May 20, 2024

Facebook, Twitter and Others Remove Pro-U.S. Influence Campaign

Twitter said it had no comment on the Stanford and Graphika report. Meta did not respond to requests for comment. While the companies have regularly revealed influence operations they remove from their platforms, they have not published a report on the pro-U.S. campaign.

The only U.S. operations that Meta has previously named were domestic efforts, such as when the company revealed in October 2020 that a marketing firm, Rally Forge, was working with the conservative organization Turning Point USA to target Americans.

In an email, YouTube said it had terminated several channels posting in Arabic, Farsi and Russian to promote U.S. foreign affairs, including channels linked to a U.S. consulting firm, as part of an investigation into coordinated influence operations.

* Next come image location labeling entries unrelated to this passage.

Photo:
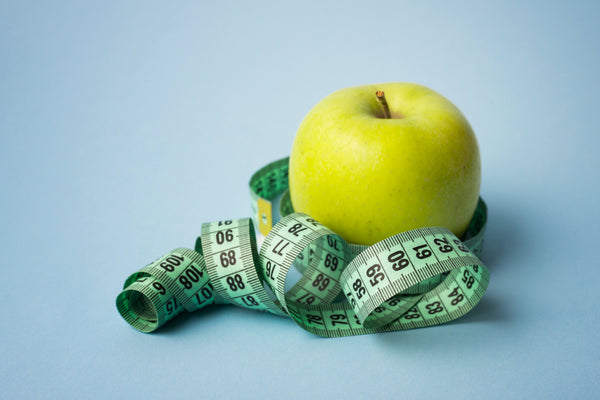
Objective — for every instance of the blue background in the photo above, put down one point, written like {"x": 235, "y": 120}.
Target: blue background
{"x": 125, "y": 126}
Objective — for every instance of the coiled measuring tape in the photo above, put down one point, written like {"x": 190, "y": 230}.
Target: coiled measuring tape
{"x": 423, "y": 277}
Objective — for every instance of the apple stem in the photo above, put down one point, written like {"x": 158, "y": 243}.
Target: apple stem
{"x": 386, "y": 109}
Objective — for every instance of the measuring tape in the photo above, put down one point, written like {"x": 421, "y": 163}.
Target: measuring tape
{"x": 423, "y": 277}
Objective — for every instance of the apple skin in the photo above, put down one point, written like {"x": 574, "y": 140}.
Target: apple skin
{"x": 367, "y": 177}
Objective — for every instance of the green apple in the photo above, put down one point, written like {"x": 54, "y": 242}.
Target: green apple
{"x": 375, "y": 160}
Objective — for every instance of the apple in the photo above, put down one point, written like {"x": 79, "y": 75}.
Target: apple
{"x": 374, "y": 160}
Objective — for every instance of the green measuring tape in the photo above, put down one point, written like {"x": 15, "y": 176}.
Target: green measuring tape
{"x": 418, "y": 278}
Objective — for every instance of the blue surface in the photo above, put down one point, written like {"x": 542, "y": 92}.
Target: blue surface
{"x": 123, "y": 127}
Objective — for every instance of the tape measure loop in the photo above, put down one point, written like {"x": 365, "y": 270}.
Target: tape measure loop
{"x": 418, "y": 278}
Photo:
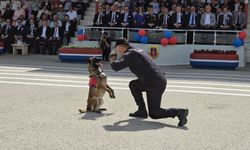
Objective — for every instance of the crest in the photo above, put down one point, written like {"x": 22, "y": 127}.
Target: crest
{"x": 153, "y": 51}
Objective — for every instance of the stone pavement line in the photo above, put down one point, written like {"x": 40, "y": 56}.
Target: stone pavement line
{"x": 28, "y": 76}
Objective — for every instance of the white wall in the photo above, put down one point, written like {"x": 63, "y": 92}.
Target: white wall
{"x": 178, "y": 54}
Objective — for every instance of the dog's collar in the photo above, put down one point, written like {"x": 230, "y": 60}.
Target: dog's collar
{"x": 96, "y": 73}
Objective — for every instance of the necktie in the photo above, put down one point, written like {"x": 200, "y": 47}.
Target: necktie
{"x": 31, "y": 30}
{"x": 225, "y": 19}
{"x": 113, "y": 16}
{"x": 193, "y": 19}
{"x": 6, "y": 31}
{"x": 55, "y": 32}
{"x": 126, "y": 18}
{"x": 238, "y": 19}
{"x": 164, "y": 19}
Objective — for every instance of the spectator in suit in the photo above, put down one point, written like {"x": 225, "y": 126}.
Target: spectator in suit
{"x": 155, "y": 6}
{"x": 99, "y": 17}
{"x": 225, "y": 20}
{"x": 55, "y": 19}
{"x": 109, "y": 2}
{"x": 185, "y": 3}
{"x": 72, "y": 14}
{"x": 126, "y": 18}
{"x": 107, "y": 15}
{"x": 228, "y": 4}
{"x": 31, "y": 31}
{"x": 8, "y": 13}
{"x": 236, "y": 5}
{"x": 61, "y": 13}
{"x": 214, "y": 6}
{"x": 18, "y": 12}
{"x": 56, "y": 38}
{"x": 8, "y": 35}
{"x": 67, "y": 28}
{"x": 164, "y": 19}
{"x": 239, "y": 19}
{"x": 208, "y": 20}
{"x": 119, "y": 3}
{"x": 113, "y": 20}
{"x": 193, "y": 19}
{"x": 173, "y": 9}
{"x": 47, "y": 4}
{"x": 44, "y": 18}
{"x": 43, "y": 37}
{"x": 178, "y": 20}
{"x": 20, "y": 32}
{"x": 218, "y": 13}
{"x": 140, "y": 18}
{"x": 151, "y": 19}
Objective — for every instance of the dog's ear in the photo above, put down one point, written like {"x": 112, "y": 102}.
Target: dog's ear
{"x": 89, "y": 60}
{"x": 98, "y": 59}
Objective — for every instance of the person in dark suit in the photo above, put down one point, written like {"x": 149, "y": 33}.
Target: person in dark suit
{"x": 8, "y": 35}
{"x": 113, "y": 18}
{"x": 55, "y": 39}
{"x": 31, "y": 31}
{"x": 236, "y": 4}
{"x": 42, "y": 38}
{"x": 193, "y": 19}
{"x": 20, "y": 31}
{"x": 126, "y": 19}
{"x": 178, "y": 19}
{"x": 151, "y": 19}
{"x": 239, "y": 19}
{"x": 193, "y": 22}
{"x": 151, "y": 79}
{"x": 107, "y": 15}
{"x": 67, "y": 28}
{"x": 225, "y": 20}
{"x": 99, "y": 18}
{"x": 8, "y": 13}
{"x": 164, "y": 19}
{"x": 185, "y": 3}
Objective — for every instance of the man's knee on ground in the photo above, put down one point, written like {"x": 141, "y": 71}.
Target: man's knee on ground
{"x": 155, "y": 114}
{"x": 132, "y": 84}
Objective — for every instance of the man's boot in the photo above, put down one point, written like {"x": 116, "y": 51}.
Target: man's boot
{"x": 139, "y": 113}
{"x": 182, "y": 116}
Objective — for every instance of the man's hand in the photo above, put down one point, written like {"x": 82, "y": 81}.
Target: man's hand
{"x": 112, "y": 57}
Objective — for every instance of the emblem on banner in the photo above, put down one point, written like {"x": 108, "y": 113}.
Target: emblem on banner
{"x": 153, "y": 51}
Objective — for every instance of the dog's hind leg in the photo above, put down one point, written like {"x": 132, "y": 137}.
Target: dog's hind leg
{"x": 110, "y": 91}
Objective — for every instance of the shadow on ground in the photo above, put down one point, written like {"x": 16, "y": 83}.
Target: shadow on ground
{"x": 94, "y": 116}
{"x": 138, "y": 125}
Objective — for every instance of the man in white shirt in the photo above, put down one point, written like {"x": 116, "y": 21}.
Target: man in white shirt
{"x": 72, "y": 14}
{"x": 43, "y": 37}
{"x": 208, "y": 20}
{"x": 156, "y": 7}
{"x": 56, "y": 38}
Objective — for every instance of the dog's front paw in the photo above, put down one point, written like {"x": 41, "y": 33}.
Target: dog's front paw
{"x": 81, "y": 111}
{"x": 112, "y": 96}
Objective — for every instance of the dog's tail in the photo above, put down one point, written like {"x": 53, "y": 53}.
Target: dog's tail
{"x": 81, "y": 111}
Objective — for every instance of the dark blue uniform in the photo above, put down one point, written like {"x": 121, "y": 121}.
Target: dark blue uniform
{"x": 150, "y": 79}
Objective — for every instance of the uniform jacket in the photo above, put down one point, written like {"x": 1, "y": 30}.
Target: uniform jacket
{"x": 140, "y": 63}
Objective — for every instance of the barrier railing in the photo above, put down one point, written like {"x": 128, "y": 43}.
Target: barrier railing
{"x": 209, "y": 37}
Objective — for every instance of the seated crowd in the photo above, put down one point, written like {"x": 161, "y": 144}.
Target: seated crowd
{"x": 45, "y": 28}
{"x": 172, "y": 14}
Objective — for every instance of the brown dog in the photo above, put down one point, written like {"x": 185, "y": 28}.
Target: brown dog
{"x": 97, "y": 86}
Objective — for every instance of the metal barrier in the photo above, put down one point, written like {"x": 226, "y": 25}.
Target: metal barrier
{"x": 209, "y": 37}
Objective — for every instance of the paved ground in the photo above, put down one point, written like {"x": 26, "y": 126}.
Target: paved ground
{"x": 40, "y": 97}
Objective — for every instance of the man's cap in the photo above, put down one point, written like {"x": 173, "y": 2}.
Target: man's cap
{"x": 121, "y": 41}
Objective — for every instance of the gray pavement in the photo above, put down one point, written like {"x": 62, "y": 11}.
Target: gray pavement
{"x": 40, "y": 97}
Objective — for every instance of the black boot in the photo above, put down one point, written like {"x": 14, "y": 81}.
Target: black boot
{"x": 182, "y": 116}
{"x": 139, "y": 113}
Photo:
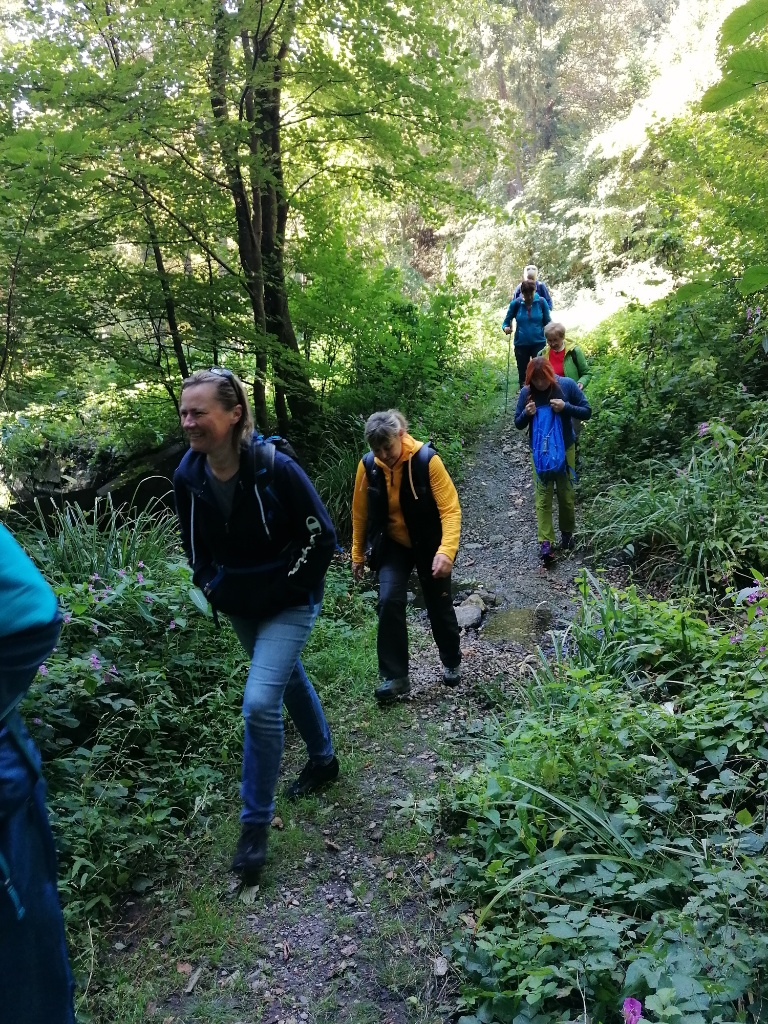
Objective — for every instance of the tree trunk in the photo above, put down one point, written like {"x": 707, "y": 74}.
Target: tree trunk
{"x": 249, "y": 244}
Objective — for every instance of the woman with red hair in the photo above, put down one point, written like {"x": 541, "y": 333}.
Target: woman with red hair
{"x": 563, "y": 396}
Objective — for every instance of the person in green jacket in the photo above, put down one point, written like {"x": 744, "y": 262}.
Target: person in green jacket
{"x": 566, "y": 359}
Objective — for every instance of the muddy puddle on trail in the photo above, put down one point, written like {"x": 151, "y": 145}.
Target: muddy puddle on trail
{"x": 523, "y": 626}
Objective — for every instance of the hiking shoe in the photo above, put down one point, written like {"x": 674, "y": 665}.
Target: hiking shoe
{"x": 392, "y": 688}
{"x": 251, "y": 853}
{"x": 312, "y": 777}
{"x": 452, "y": 677}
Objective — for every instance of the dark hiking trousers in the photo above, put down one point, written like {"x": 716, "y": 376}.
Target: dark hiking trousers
{"x": 36, "y": 985}
{"x": 391, "y": 642}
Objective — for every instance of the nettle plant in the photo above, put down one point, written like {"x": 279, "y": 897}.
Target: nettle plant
{"x": 128, "y": 710}
{"x": 613, "y": 842}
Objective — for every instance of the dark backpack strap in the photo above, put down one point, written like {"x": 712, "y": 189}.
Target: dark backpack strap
{"x": 421, "y": 464}
{"x": 262, "y": 460}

It said its findings were similar to those in the Stanford and Graphika report.

Ms. DiResta said the tactics used in the pro-U.S. influence campaign resembled those used by China. While Russia often seeks to sow divisions in its online campaigns, China is more focused on promoting a rosy picture of life in the country, she said. With the pro-U.S. campaign, the goal was also “to show how awesome the U.S. was in comparison to the other countries,” she said.

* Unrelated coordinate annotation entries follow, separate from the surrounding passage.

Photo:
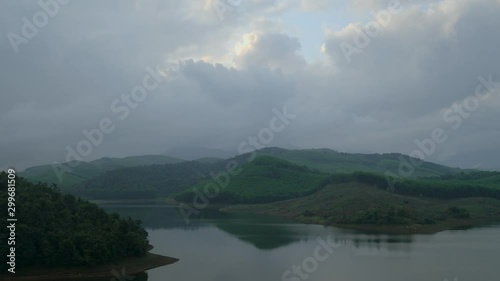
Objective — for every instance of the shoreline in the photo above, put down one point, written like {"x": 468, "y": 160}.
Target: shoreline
{"x": 455, "y": 224}
{"x": 412, "y": 229}
{"x": 125, "y": 267}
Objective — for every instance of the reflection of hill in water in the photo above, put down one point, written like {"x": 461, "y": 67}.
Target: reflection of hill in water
{"x": 154, "y": 216}
{"x": 263, "y": 232}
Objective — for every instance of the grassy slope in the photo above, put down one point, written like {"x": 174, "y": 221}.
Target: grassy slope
{"x": 86, "y": 170}
{"x": 330, "y": 161}
{"x": 354, "y": 205}
{"x": 265, "y": 179}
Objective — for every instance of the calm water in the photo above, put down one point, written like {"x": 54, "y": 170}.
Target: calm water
{"x": 241, "y": 247}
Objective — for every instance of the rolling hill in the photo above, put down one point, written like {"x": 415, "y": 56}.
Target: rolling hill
{"x": 331, "y": 161}
{"x": 87, "y": 170}
{"x": 265, "y": 179}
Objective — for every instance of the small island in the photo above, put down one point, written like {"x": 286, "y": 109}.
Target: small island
{"x": 59, "y": 236}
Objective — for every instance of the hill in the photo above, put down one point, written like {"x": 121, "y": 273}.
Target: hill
{"x": 364, "y": 206}
{"x": 85, "y": 170}
{"x": 144, "y": 182}
{"x": 265, "y": 179}
{"x": 330, "y": 161}
{"x": 56, "y": 230}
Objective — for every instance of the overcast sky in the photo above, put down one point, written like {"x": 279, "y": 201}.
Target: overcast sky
{"x": 227, "y": 66}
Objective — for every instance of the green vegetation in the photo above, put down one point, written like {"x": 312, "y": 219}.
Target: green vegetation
{"x": 56, "y": 230}
{"x": 364, "y": 206}
{"x": 265, "y": 179}
{"x": 330, "y": 161}
{"x": 81, "y": 171}
{"x": 475, "y": 184}
{"x": 144, "y": 182}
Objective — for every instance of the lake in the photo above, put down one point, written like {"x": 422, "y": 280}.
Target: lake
{"x": 240, "y": 247}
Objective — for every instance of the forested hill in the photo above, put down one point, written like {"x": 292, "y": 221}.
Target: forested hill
{"x": 55, "y": 230}
{"x": 145, "y": 181}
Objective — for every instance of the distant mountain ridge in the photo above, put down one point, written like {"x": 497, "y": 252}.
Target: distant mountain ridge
{"x": 87, "y": 170}
{"x": 105, "y": 172}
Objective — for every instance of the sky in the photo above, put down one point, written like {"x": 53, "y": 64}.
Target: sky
{"x": 91, "y": 79}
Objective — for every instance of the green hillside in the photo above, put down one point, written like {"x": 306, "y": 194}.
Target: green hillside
{"x": 85, "y": 170}
{"x": 56, "y": 230}
{"x": 265, "y": 179}
{"x": 330, "y": 161}
{"x": 361, "y": 205}
{"x": 143, "y": 182}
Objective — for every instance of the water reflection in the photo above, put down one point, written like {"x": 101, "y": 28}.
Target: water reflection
{"x": 262, "y": 232}
{"x": 228, "y": 247}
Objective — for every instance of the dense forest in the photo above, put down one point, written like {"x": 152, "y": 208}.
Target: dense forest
{"x": 265, "y": 179}
{"x": 461, "y": 185}
{"x": 144, "y": 182}
{"x": 55, "y": 230}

The researchers were notified of the pro-U.S. online campaign by Meta and Twitter so they could analyze and study the activity, according to the report. The researchers found that the operation largely focused on messaging that favored the United States and the West through memes and false news stories, while criticizing Russia, China and Iran.

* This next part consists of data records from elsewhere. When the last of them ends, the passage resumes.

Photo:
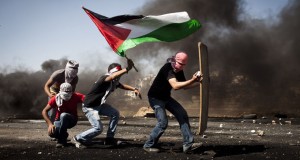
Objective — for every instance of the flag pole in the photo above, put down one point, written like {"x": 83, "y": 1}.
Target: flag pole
{"x": 200, "y": 95}
{"x": 133, "y": 65}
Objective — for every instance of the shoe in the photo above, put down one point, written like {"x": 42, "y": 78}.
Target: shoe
{"x": 193, "y": 147}
{"x": 151, "y": 150}
{"x": 110, "y": 141}
{"x": 61, "y": 144}
{"x": 77, "y": 143}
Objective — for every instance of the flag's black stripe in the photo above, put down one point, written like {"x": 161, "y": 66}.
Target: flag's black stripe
{"x": 114, "y": 20}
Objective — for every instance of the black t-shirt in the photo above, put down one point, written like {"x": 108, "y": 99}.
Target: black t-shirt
{"x": 98, "y": 90}
{"x": 161, "y": 88}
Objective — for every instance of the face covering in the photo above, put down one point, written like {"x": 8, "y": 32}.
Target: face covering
{"x": 65, "y": 94}
{"x": 71, "y": 71}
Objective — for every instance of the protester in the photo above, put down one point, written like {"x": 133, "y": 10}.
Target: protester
{"x": 65, "y": 105}
{"x": 171, "y": 76}
{"x": 94, "y": 105}
{"x": 69, "y": 74}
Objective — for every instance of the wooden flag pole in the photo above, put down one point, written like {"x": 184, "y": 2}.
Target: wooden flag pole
{"x": 204, "y": 88}
{"x": 200, "y": 95}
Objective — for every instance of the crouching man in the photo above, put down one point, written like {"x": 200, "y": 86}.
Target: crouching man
{"x": 65, "y": 104}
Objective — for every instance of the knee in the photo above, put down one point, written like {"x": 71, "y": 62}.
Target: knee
{"x": 98, "y": 128}
{"x": 163, "y": 124}
{"x": 116, "y": 115}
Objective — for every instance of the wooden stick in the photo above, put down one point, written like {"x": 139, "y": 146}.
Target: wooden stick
{"x": 200, "y": 98}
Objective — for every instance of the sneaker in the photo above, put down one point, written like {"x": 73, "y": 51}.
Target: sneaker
{"x": 60, "y": 144}
{"x": 110, "y": 141}
{"x": 151, "y": 150}
{"x": 77, "y": 143}
{"x": 193, "y": 147}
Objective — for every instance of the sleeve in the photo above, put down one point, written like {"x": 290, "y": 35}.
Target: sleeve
{"x": 80, "y": 97}
{"x": 170, "y": 74}
{"x": 52, "y": 102}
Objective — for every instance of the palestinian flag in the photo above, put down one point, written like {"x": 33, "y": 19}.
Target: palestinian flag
{"x": 127, "y": 31}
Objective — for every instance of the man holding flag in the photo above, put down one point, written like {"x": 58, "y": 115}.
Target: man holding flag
{"x": 95, "y": 105}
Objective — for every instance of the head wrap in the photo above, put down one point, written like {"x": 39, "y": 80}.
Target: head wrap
{"x": 65, "y": 94}
{"x": 181, "y": 58}
{"x": 71, "y": 70}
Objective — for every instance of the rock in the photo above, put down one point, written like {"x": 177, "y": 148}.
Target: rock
{"x": 145, "y": 112}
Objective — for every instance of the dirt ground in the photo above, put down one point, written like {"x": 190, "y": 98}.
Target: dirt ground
{"x": 232, "y": 139}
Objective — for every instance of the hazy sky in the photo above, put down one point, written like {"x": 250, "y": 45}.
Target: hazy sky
{"x": 33, "y": 31}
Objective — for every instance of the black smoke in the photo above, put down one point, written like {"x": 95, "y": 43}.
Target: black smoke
{"x": 254, "y": 63}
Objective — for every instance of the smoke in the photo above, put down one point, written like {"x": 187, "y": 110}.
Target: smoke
{"x": 254, "y": 64}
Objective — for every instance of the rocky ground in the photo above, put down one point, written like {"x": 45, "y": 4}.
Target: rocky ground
{"x": 262, "y": 138}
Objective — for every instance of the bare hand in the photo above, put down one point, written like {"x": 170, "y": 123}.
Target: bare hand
{"x": 130, "y": 64}
{"x": 137, "y": 93}
{"x": 198, "y": 76}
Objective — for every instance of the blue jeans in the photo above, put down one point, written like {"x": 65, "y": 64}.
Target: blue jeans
{"x": 93, "y": 115}
{"x": 65, "y": 121}
{"x": 180, "y": 114}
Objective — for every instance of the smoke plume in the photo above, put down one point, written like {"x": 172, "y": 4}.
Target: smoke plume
{"x": 254, "y": 64}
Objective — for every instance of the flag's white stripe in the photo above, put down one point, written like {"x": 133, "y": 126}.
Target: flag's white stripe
{"x": 148, "y": 24}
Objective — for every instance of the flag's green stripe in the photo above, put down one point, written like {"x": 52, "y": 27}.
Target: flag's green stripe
{"x": 168, "y": 33}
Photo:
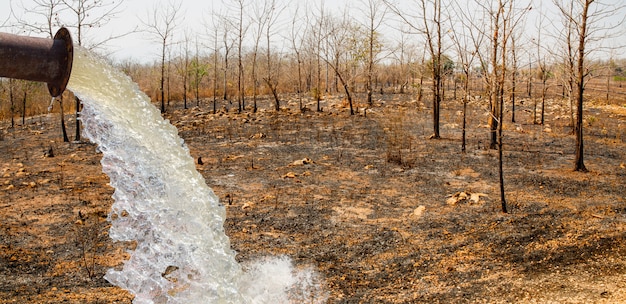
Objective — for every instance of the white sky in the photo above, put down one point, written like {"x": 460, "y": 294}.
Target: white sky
{"x": 194, "y": 16}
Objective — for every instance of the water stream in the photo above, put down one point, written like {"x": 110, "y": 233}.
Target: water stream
{"x": 163, "y": 204}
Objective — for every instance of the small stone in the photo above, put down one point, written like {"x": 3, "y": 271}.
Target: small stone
{"x": 419, "y": 211}
{"x": 290, "y": 175}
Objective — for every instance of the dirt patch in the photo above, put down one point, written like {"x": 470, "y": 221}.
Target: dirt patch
{"x": 363, "y": 199}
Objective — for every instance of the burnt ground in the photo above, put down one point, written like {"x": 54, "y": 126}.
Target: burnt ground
{"x": 385, "y": 214}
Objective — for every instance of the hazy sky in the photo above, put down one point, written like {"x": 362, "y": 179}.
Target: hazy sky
{"x": 195, "y": 15}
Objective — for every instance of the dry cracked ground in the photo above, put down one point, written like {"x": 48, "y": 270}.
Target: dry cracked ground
{"x": 383, "y": 213}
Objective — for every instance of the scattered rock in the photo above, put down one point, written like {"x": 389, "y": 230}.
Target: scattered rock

The accounts tailored their language and messaging to different regions, the researchers said. In one effort, a group of 12 Twitter accounts, 10 Facebook pages, 15 Facebook profiles and 10 Instagram accounts were created between June 2020 and March 2022 to focus on Central Asia. Some pretended to be media outlets with names like Vostochnaya Pravda. At least one account posed as an individual using a doctored profile photo based on an image of the Puerto Rican actress Valeria Menendez.